Furthermore, the user's $HOME/.ssh/known_hosts file contains a list of machines which the user has a connection: though they may not all be configured to trust the user's key, it's certainly a great place to start looking. Modern versions (4.0 and later) of OpenSSH can optionally hash the known_hosts file to forestall this.
There is no technical method which will prevent a root user from hijacking an SSH agent socket if he has the ability to access it, so this suggests that agent forwarding might not be such a good idea when the remote system cannot be entirely trusted. All SSH clients provide a method to disable agent forwarding.
The Command-Line Clients
Most users spend the bulk of their time in SecureCRT terminal windows, but there's a parallel set of tools to support command-line usage. Available from VanDyke Software, they fully work and play well with all the other parts, including the key agents.
- vcp.exe
This is the secure file transfer program, and it's able to copy files to and from remote systems from the command line. Though it appears to work like the UNIX scp, the UNIX version uses the rcp/remote execute mechanism while vcp uses the SFTP protocol. It's able to fully use any resident key agents. - Copy operations can go in either direction, subject to the rights granted by the remote server.
Ssh Port Forward
vsh.exe
This is a full-strength SSH client, providing remote login and remote command execution services from the command line; in this respect it's very much like the OpenSSH ssh command.

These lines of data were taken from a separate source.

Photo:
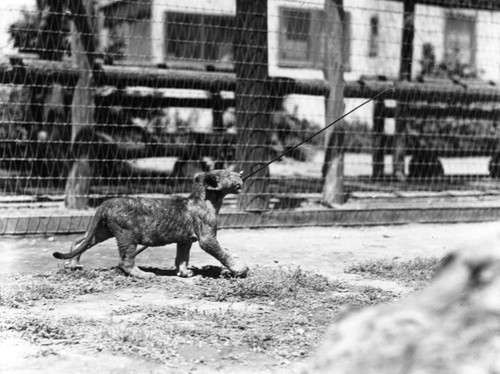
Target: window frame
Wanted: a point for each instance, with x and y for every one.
(316, 38)
(318, 19)
(205, 22)
(467, 18)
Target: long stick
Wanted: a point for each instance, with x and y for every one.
(316, 133)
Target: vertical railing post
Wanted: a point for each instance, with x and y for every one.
(252, 95)
(399, 150)
(378, 140)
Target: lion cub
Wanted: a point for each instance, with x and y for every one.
(153, 223)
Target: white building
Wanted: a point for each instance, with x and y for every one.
(200, 32)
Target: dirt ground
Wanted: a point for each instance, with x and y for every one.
(325, 250)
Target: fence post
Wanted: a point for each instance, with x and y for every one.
(333, 167)
(378, 151)
(252, 95)
(399, 150)
(83, 105)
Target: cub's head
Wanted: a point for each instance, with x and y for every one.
(223, 181)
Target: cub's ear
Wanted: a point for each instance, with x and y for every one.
(211, 180)
(198, 178)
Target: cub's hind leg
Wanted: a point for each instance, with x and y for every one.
(127, 259)
(182, 260)
(87, 241)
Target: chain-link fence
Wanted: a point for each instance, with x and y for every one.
(133, 97)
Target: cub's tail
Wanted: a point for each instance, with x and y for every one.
(85, 242)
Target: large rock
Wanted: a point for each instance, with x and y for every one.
(453, 326)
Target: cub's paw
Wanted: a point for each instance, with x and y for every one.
(137, 273)
(240, 271)
(73, 265)
(185, 273)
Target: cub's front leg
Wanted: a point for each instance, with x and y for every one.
(127, 259)
(210, 245)
(182, 260)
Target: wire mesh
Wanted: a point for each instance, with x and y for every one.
(134, 97)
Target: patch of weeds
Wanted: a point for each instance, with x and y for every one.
(36, 328)
(266, 283)
(362, 296)
(66, 284)
(416, 272)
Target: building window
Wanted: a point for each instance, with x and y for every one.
(301, 36)
(374, 37)
(199, 37)
(460, 44)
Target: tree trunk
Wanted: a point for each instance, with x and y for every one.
(83, 105)
(333, 167)
(252, 94)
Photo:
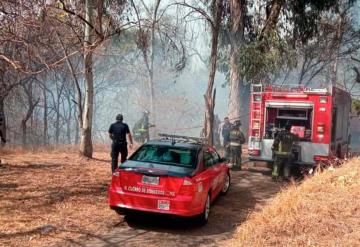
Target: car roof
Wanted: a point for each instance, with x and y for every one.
(175, 143)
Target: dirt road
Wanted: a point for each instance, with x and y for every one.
(251, 188)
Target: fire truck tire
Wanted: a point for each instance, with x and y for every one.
(287, 171)
(339, 153)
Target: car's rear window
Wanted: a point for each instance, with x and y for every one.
(166, 155)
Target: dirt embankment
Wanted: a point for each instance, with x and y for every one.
(322, 211)
(58, 198)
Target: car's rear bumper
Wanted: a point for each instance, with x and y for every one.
(179, 205)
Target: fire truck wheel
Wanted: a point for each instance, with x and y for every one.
(339, 154)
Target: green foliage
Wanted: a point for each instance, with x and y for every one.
(260, 59)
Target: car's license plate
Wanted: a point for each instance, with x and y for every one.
(150, 180)
(164, 204)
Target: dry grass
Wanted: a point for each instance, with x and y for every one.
(51, 195)
(322, 211)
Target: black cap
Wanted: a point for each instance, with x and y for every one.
(119, 117)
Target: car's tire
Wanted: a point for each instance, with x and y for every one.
(203, 218)
(227, 184)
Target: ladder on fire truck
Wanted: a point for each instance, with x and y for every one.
(256, 110)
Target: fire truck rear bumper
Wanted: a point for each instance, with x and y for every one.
(295, 163)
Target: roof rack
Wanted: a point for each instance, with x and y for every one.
(182, 138)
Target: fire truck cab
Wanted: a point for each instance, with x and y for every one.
(320, 117)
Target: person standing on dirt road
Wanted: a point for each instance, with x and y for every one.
(118, 132)
(282, 148)
(237, 138)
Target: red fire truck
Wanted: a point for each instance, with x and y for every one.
(320, 117)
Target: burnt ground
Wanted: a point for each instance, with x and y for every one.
(251, 188)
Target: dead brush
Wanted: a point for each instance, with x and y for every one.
(324, 210)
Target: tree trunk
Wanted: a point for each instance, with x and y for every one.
(45, 131)
(57, 124)
(2, 121)
(76, 130)
(236, 100)
(86, 148)
(68, 122)
(78, 95)
(210, 92)
(23, 132)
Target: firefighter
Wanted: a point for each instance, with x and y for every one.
(141, 128)
(118, 132)
(282, 151)
(237, 138)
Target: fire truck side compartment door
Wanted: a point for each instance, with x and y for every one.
(287, 104)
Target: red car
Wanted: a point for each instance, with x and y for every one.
(174, 176)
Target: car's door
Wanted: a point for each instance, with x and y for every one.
(208, 174)
(218, 171)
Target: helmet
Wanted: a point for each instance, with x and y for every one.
(119, 117)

This provides an FTP-like front end to the Secure Shell File Transfer protocol, and it's easier for many users to navigate than the low-level vcp operations (users wishing a GUI interface should consider SecureFX).
Each takes a similar set of command-line parameters which direct most of the important behaviors, and this makes them all highly amenable to scripting.

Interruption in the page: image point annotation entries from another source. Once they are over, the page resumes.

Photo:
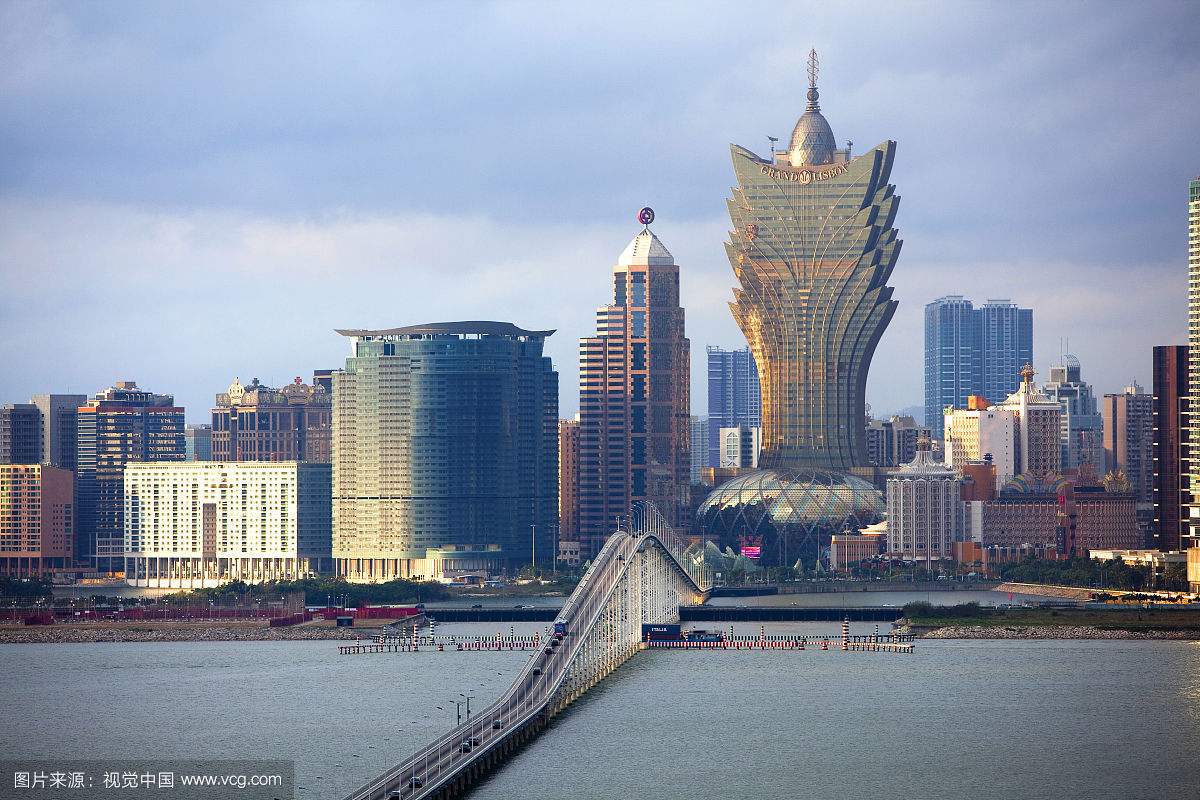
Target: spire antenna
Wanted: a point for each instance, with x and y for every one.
(814, 95)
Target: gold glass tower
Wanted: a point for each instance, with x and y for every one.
(813, 246)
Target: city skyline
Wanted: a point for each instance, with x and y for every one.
(169, 215)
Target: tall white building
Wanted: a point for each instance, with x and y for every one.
(739, 446)
(925, 513)
(1038, 428)
(198, 524)
(975, 434)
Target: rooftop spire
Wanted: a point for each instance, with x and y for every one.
(814, 95)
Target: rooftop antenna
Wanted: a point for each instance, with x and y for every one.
(814, 67)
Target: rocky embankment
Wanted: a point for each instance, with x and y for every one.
(167, 632)
(1050, 632)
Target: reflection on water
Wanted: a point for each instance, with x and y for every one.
(954, 720)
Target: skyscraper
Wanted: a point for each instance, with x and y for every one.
(953, 358)
(21, 434)
(1083, 427)
(119, 426)
(634, 395)
(1171, 450)
(733, 397)
(700, 449)
(445, 435)
(813, 246)
(973, 352)
(60, 428)
(1006, 344)
(568, 480)
(258, 422)
(893, 441)
(1128, 438)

Of particular utility in the scripting arena is the ability to provide a specific private key file. It's common to create a separate key which provides only limited powers on the target server (for instance, it could allow the user to connect, but only to run a single, specified command via vsh).
Since scripts often run from Scheduled Tasks (and do not allow user interaction), all the credentials necessary for remote access — the username, the key, and the passphrase must be provided with the script. This is not terribly secure, so by creating a key configured with purpose-built limited powers, compromise of the credentials by those with access to the machine doesn't provide unrestricted access to the remote system.

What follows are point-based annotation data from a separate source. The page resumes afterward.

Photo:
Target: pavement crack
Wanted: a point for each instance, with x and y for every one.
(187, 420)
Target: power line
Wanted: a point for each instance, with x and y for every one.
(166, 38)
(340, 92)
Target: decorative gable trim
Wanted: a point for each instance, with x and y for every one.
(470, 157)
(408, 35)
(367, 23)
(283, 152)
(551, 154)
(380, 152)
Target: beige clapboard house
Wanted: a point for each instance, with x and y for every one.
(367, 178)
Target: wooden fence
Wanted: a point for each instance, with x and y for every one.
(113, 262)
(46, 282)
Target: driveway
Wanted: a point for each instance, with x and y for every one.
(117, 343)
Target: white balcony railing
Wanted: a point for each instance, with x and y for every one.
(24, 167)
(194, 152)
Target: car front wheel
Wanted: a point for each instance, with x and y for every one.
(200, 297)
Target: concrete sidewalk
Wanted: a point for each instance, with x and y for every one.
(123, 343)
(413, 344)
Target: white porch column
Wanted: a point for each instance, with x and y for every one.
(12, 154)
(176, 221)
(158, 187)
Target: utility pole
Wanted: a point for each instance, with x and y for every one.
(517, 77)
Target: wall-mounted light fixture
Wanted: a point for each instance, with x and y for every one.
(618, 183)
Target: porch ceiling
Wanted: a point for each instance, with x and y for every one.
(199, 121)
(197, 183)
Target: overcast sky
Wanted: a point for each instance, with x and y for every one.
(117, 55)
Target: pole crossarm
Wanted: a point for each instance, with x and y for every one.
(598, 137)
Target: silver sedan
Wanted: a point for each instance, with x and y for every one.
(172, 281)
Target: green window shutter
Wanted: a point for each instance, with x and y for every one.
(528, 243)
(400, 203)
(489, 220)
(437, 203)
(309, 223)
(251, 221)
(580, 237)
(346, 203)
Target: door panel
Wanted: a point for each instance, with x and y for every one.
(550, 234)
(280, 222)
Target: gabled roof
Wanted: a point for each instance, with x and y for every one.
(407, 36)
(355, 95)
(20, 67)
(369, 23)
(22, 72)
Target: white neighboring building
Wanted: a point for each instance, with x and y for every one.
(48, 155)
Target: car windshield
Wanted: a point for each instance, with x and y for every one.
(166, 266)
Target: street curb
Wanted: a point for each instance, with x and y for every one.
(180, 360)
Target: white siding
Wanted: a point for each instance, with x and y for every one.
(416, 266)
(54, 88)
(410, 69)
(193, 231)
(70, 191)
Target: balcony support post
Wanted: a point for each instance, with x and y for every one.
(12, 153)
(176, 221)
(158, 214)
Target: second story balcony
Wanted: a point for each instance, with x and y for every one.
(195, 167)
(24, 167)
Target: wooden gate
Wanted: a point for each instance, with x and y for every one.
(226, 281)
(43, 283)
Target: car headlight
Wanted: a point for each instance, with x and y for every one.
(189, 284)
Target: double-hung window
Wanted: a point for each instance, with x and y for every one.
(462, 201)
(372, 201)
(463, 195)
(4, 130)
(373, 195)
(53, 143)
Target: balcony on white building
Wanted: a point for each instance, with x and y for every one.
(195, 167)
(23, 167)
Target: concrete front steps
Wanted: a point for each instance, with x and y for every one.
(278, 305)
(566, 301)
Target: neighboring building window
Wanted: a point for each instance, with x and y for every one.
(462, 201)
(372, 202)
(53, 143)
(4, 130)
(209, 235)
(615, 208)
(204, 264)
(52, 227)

Ssh Forward Ssh Key Command
Additional Resources
Up to this point, we've provided essentially no practical how-to information on installing or configuring any particular SSH implementation. Our feeling is that this information is covered better elsewhere, and we're happy to provide some links here to those other resources.
TheSecure Shell: The Definitive Guide, 2 Ed (O'Reilly & Associates).This is clearly the standout book in its class: it covers Secure Shell from A to Z, including many popular implementations. There is no better comprehensive source for nearly all aspects of Secure Shell Usage. A worthy addition to any bookshelf.Unixwiz.net Tech Tip: Building and configuring OpenSSH Though this Tech Tip is mainly concerned with configuration of the server on a UNIX/Linux platform, it also provides a some notes on SecureCRT key generation.
Unixwiz.net Tech Tip: An Illustrated Guide to Cryptographic Hashes Though not central to using SSH Agent Forwarding, some coverage cryptographic hashes may help understand the key challenge and response mechanism. This Tech Tip provides a good overview of crypto hashes in a similarly-illustrated format.